Senin 25 Aug 2025 05:00 WIB

Melawan Serakahnomics, Jalan Lurus Ekonomi Islam

Serakahnomics juga persoalan spiritual dan moral.

Deretan barang bukti kendaraan yang disita Komisi Pemberantasan Korupsi (KPK) dipertunjukkan di Gedung Merah Putih, Jakarta, Kamis (21/8/2025).
Foto: Republika/Thoudy Badai
Deretan barang bukti kendaraan yang disita Komisi Pemberantasan Korupsi (KPK) dipertunjukkan di Gedung Merah Putih, Jakarta, Kamis (21/8/2025).

Oleh : Jaharuddin, ekonom Universitas Muhammadiyah Jakarta

REPUBLIKA.CO.ID, JAKARTA -- Presiden Prabowo Subianto dalam pidatonya di Universitas Muhammadiyah Surakarta pada 20 Juli 2025 memperkenalkan istilah baru ke publik, Serakahnomics. Frasa ini digunakan untuk menyindir praktik ekonomi curang yang dilakukan oleh sebagian oknum pengusaha dan elite ekonomi. “Jadi, ternyata kita ada fenomena baru ya. Saya kira mazhabnya tadinya mazhab ini, mazhab itu. Ini ada mazhab baru ekonomi yang saya sebut Serakahnomics,” ujar Prabowo dalam pidatonya yang disiarkan secara langsung.
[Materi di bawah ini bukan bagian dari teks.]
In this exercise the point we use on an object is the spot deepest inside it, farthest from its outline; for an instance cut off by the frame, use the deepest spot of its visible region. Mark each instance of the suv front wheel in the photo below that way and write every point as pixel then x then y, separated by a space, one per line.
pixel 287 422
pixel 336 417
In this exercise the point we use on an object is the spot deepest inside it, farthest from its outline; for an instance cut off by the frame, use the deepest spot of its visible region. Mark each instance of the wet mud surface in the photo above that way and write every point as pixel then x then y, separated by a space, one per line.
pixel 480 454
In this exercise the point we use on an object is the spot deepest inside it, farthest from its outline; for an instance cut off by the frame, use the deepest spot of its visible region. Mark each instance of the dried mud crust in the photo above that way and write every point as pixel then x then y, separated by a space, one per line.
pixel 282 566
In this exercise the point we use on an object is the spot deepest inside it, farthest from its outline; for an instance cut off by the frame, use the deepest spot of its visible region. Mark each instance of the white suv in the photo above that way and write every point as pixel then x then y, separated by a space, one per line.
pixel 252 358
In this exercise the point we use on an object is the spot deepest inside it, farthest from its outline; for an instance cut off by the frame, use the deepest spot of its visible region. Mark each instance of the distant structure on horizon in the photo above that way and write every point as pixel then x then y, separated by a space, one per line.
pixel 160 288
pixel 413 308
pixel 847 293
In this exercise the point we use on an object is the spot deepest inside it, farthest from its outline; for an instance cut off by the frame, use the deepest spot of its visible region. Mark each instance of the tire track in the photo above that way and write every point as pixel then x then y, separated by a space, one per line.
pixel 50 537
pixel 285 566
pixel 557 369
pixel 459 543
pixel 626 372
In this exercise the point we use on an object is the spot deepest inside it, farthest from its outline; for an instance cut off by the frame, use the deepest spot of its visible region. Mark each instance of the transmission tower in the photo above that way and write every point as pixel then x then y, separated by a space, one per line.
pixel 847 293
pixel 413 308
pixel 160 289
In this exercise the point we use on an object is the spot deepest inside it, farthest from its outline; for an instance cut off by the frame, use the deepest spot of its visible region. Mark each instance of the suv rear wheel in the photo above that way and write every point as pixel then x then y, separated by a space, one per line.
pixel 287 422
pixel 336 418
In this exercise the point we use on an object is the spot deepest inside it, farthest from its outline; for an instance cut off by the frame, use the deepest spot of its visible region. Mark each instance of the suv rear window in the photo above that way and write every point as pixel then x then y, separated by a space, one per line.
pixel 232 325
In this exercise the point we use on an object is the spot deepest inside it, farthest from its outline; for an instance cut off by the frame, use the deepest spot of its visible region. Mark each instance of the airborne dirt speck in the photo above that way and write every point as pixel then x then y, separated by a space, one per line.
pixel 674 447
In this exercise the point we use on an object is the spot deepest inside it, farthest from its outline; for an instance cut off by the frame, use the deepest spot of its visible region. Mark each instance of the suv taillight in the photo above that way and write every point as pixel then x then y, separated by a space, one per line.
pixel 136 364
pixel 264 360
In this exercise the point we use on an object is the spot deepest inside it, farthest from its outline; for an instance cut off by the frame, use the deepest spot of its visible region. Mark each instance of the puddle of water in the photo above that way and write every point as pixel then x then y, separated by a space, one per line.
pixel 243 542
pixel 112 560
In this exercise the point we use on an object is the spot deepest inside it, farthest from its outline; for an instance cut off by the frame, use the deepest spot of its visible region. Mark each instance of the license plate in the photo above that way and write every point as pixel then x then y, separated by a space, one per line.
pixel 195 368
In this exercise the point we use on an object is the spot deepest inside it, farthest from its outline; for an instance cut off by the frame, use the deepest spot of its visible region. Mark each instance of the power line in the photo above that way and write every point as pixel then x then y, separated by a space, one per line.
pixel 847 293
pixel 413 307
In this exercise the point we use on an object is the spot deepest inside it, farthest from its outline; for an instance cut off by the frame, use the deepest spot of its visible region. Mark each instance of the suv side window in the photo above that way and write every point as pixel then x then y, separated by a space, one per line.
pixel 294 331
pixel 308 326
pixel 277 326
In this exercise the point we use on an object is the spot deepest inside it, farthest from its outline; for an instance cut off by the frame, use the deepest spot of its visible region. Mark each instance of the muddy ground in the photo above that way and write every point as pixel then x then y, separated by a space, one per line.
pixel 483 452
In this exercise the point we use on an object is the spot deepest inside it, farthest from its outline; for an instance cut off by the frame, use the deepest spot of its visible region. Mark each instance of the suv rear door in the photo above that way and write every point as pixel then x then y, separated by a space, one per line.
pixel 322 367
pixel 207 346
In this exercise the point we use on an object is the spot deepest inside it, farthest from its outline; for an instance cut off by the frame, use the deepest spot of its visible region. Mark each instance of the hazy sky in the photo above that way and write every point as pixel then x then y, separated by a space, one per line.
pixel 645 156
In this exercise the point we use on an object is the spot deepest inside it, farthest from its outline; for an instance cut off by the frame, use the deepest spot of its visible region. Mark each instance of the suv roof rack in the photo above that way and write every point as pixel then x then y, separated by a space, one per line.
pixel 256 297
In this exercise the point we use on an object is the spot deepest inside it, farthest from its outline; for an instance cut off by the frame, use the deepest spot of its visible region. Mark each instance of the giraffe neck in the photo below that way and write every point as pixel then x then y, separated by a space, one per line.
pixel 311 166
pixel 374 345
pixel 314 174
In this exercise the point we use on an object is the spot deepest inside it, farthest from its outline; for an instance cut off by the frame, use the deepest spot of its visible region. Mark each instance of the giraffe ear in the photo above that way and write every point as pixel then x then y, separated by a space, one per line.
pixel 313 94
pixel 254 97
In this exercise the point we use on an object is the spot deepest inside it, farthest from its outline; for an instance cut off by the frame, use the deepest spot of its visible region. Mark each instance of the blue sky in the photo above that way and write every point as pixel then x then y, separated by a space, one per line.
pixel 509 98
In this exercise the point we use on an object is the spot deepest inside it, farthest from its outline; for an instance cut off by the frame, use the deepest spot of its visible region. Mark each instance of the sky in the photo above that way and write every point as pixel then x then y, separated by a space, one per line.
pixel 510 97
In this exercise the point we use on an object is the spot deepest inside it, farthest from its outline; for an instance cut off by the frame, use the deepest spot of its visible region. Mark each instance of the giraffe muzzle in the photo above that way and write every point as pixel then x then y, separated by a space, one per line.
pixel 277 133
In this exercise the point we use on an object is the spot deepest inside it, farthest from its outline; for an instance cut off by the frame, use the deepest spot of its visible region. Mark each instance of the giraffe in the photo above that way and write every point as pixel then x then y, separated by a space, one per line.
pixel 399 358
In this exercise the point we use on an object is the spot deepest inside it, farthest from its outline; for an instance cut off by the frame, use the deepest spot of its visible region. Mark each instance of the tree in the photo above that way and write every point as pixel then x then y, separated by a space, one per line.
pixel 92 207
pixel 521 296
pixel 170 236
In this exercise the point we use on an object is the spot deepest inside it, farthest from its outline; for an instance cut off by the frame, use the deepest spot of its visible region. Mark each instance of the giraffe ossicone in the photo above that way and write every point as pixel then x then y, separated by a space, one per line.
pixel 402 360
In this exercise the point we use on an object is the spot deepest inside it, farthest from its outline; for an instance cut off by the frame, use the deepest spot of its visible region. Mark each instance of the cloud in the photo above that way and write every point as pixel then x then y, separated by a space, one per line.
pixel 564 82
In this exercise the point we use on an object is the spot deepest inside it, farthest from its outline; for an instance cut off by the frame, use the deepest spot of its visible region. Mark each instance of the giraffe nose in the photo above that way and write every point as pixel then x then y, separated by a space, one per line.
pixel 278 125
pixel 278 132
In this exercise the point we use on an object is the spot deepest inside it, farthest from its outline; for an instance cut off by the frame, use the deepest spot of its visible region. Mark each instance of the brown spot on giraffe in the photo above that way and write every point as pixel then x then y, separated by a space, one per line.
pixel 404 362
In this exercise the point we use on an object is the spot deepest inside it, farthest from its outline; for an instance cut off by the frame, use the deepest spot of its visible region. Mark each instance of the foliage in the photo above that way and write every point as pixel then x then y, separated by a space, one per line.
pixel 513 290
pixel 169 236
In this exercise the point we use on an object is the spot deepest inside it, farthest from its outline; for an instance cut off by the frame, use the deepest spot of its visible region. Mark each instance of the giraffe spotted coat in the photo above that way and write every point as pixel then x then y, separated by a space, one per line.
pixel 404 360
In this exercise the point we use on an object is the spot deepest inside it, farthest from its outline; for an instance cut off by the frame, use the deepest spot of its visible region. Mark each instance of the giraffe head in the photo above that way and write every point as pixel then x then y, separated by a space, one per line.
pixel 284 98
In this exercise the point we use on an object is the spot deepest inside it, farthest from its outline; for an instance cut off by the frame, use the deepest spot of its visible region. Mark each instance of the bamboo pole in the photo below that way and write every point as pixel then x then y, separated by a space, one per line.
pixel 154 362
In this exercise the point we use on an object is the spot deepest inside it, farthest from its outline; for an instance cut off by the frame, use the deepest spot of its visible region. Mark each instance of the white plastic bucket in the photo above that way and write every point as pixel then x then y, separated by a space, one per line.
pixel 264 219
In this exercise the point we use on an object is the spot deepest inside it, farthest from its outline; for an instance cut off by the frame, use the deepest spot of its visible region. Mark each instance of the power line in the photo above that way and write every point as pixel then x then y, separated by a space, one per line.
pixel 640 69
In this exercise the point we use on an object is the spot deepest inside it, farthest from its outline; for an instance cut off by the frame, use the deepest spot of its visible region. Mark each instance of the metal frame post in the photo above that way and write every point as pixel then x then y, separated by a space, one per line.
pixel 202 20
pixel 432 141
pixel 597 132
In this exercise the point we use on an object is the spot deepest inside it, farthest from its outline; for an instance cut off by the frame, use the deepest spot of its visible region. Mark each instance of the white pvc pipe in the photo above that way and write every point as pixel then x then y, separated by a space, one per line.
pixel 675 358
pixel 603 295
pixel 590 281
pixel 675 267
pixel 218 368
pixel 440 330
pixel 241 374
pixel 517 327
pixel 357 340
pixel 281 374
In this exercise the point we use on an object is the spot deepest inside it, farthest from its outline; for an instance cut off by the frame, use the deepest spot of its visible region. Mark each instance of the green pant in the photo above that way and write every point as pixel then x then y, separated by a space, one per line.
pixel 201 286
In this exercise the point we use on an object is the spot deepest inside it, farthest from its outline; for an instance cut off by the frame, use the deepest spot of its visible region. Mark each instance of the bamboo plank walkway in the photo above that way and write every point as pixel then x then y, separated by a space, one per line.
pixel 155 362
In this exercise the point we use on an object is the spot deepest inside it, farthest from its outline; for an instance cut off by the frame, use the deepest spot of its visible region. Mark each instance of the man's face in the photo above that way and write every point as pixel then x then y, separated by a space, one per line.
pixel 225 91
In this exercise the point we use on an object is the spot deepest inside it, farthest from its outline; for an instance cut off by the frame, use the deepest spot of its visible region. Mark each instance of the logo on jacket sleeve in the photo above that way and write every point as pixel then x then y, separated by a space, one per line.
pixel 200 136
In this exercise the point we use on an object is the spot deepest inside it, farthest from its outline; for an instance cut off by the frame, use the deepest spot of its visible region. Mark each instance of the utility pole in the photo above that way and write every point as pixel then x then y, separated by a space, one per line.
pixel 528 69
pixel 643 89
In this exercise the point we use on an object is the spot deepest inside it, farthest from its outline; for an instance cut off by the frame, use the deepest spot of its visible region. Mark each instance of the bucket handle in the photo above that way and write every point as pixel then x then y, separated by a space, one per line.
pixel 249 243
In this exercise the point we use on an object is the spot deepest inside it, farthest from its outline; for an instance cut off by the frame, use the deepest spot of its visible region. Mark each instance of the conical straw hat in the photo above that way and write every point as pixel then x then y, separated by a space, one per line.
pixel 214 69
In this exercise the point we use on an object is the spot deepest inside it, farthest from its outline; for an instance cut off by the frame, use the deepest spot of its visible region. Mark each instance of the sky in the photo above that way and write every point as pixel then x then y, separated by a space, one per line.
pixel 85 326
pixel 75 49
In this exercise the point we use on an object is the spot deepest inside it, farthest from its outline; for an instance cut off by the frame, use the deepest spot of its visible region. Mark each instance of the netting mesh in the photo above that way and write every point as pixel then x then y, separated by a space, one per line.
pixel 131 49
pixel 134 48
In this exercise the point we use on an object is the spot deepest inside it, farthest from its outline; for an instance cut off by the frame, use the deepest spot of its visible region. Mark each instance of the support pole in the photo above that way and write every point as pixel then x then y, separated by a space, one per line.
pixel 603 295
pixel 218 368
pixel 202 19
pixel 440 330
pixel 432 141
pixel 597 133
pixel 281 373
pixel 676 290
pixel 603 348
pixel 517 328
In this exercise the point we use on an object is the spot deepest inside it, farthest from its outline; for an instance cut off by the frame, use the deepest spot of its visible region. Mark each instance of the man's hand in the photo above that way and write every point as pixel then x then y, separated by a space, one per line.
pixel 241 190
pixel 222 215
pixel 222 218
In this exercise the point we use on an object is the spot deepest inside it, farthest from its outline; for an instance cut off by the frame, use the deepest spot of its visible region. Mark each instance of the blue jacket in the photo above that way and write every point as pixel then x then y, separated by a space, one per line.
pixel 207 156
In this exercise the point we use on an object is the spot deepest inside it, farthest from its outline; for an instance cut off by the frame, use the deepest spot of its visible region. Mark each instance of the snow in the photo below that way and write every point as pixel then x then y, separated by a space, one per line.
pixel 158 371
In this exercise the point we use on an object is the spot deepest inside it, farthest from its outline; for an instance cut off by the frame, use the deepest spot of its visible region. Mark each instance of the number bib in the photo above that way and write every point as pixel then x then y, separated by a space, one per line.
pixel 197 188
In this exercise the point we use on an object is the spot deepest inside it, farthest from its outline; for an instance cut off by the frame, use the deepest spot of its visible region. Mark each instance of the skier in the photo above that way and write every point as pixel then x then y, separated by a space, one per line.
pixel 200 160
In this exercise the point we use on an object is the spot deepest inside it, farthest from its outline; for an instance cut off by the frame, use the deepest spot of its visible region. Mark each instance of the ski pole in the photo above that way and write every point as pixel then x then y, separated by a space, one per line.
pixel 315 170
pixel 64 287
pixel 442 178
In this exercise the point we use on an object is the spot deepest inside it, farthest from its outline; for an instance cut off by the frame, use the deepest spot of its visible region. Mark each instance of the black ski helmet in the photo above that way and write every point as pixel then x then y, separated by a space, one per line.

Istilah ini tidak lahir dalam ruang hampa. Ia mencerminkan keresahan kolektif yang telah lama dirasakan oleh masyarakat—tentang ekonomi yang tampak tumbuh di permukaan, namun meninggalkan mayoritas rakyat di belakang. Tentang kemakmuran yang menumpuk di atas, namun tak pernah menetes ke bawah. Ketika peluang ekonomi disabotase oleh kelompok tertentu, yang seharusnya menjadi alat kesejahteraan bersama justru berubah menjadi kendaraan akumulasi segelintir orang. Maka, Serakahnomics bukan sekadar istilah; ia adalah kritik keras terhadap sistem ekonomi yang telah kehilangan empati, etika, dan arah.

Baca Juga

Dalam perspektif ekonomi Islam, Serakahnomics bukan hanya bentuk penyimpangan teknokratis, tapi juga peringatan spiritual dan moral. Ini adalah tanda bagaimana nilai-nilai dasar dalam bermuamalah telah dikorbankan demi akumulasi kapital yang tak bermoral. Ketika pertumbuhan dijadikan tuhan baru, namun keadilan disingkirkan; ketika angka-angka ekonomi dirayakan, namun kesejahteraan rakyat diabaikan; maka yang terjadi adalah kerusakan sistemik. Dalam Al-Qur’an, keadaan semacam ini disebut fasād fīl-ardh—kerusakan di muka bumi.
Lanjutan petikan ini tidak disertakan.